Goofing around w/ my wglSwapInterval today, I noticed something that may be very, very bad: the wait performed in SwapBuffers when the swap interval is greater than zero is NOT a simple block - it actually spikes my CPU. (P4 2.0, Win2k, GeForce4 MX 420 (44.03), 512 Ram, Intel MB)

The reason I started goofing around w/ it was that I still sometimes get tearing when I set the swap interval to 1. (Yes, I have it set to On by default on my display settings panel). I hadn’t given it much thought in awhile, but then I remembered that back in the old 13h days, when you were actually examining bits, you waited for the VBL signal to go hot 2x to avoid tearing.

I tried wglSwapInterval( 2 ). When I did, winamp started underrunning its buffers. Didn’t seem right, so I poured salt into the wound, and set wglSwapInterval( 20 ). Other apps were suddenly getting starved of CPU usage and bus bandwidth. Nothing worked, and my CPU usage was pegged at 100%, with a high percentage of time spent in kernal mode (~80%), via TaskManager.

I assumed they were using a mutex (kernal mode object) to sync when they block the rendering thread, so that it just goes to sleep effeciently, but I’m running at 72 hz refresh rate. To wait for 20 VBLs takes 278 ms. On a P4, a lot can be done in 278 ms.

HOWEVER, then I got to thinking about the task scheduler and whatnot. If you were to block a thread and use a mutex for syncronization, you’re going to que the thread in the back of the task list. That’s at LEAST 10ms - a long time for that low-latency rendering thread to wait. The only way to keep the task scheduler out of it is to spike the CPU at this point, like spin counts on critical sections.

If the CPU is spiked during a VBL wait, what kind of processing can you possibly do during that -relatively long- time?

Anyone have any thoughts or suggestions? I’d like to avoid tearing, and it seems to me that I’ll have to set the swap interval to 2. That’s going to chew up other apps, and most annyoingly, Winamp. I’m still wary of splitting the threads into render thread and process thread, just because that brings the scheduler into play, mandating at least 10ms waits between thread switches, but I’d go for it if I could sleep the thread that’s blocking for the VBL, while it’s waiting for the VBL.

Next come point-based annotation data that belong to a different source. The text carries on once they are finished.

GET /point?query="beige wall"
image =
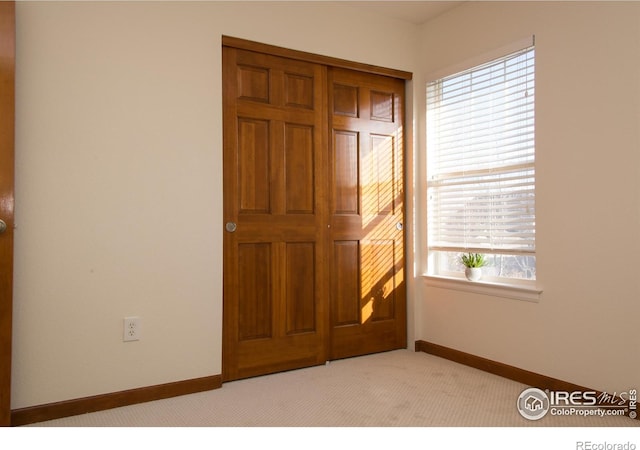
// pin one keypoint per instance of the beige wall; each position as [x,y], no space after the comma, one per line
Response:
[585,327]
[118,191]
[119,168]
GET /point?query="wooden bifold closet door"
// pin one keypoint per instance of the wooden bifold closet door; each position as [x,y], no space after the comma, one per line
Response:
[313,205]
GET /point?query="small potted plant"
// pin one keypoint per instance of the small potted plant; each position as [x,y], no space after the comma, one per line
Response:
[473,263]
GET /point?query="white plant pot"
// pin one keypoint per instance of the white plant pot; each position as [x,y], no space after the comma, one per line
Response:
[473,273]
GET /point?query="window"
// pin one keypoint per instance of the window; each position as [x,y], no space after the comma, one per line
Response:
[481,168]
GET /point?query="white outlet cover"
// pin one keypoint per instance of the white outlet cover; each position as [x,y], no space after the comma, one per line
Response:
[131,329]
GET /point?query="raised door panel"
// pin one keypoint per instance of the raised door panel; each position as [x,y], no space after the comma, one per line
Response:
[367,222]
[274,275]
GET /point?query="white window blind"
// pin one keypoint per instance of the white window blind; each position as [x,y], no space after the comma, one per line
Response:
[481,158]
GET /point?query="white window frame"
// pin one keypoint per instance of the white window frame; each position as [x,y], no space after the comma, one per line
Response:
[528,290]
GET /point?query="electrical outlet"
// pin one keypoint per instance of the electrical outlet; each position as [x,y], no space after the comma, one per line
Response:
[131,329]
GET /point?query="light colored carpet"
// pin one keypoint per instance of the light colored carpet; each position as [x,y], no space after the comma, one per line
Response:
[394,389]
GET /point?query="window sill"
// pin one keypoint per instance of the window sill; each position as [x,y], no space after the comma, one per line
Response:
[526,293]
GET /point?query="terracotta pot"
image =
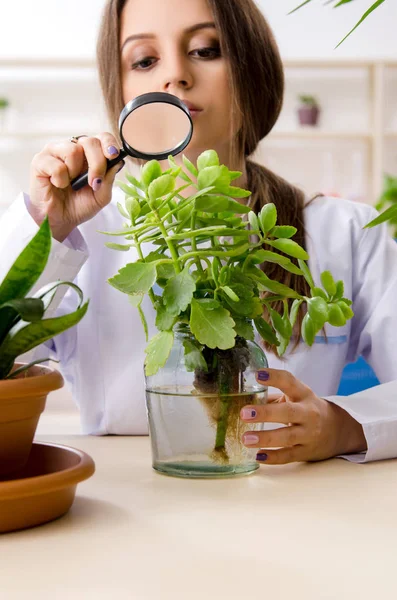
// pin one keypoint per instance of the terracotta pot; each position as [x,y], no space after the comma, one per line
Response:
[22,400]
[308,115]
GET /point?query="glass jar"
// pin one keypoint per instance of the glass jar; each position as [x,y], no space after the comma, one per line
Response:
[194,416]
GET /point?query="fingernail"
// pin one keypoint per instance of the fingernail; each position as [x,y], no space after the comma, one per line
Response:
[112,150]
[261,456]
[262,375]
[248,413]
[249,438]
[96,184]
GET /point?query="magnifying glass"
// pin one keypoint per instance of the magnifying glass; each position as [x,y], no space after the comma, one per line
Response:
[152,126]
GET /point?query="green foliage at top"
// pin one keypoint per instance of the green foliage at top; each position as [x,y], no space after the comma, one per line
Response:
[337,3]
[206,260]
[388,201]
[22,322]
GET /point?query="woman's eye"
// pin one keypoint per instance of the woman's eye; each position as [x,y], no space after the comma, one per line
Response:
[213,52]
[143,64]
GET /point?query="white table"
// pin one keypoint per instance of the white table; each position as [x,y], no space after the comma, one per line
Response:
[301,532]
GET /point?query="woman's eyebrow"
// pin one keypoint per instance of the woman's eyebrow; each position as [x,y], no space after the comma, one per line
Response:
[144,36]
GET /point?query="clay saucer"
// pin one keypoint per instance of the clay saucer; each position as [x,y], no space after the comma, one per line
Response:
[45,488]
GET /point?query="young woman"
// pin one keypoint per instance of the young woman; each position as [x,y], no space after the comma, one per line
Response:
[220,57]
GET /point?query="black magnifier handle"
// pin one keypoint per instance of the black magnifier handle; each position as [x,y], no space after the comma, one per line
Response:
[82,180]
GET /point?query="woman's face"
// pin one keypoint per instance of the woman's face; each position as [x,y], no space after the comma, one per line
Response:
[172,46]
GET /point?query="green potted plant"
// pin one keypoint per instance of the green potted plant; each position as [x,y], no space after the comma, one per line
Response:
[308,110]
[201,273]
[24,387]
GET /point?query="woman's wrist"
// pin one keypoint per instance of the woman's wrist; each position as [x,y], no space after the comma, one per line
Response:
[350,433]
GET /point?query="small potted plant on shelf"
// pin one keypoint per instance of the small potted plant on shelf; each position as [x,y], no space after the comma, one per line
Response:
[24,387]
[201,272]
[308,111]
[4,104]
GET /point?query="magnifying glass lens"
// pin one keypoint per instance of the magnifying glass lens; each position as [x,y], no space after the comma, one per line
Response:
[155,128]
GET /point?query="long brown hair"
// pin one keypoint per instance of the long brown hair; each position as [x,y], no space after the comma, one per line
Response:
[257,88]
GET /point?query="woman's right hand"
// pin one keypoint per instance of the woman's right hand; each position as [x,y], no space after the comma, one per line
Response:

Thank you for your bandwidth,
– Succinct

Do have an IRQ assigned to the card?
I’m not sure whether NVIDIA chips can signal the blank period via interrupts, but that may just be it.

Are you using or have you tried double buffering?

I’m still wary of splitting the threads into render thread and process thread, just because that brings the scheduler into play, mandating at least 10ms waits between thread switches

That depends… A forced thread switch (signal/wait) usually takes about 2 microseconds (30-40 microseconds under Win9x). If both threads are working completely independent (no task syncronization), you may get problems if you do NOT sync to VBlank, since then you may end up in situations where you have 200 FPS during 10 ms, then 0 FPS during 10 ms for instance (meaning that you draw 1-2 frames during your time slice, but none during the other threads slice). If you do have VSync on, however, then your frame rate should never be higher than the thread switching interval (I have not actually tried this, but I think it should work OK).

On the other hand, I do not know if using two threads would solve your problem. Just my comments…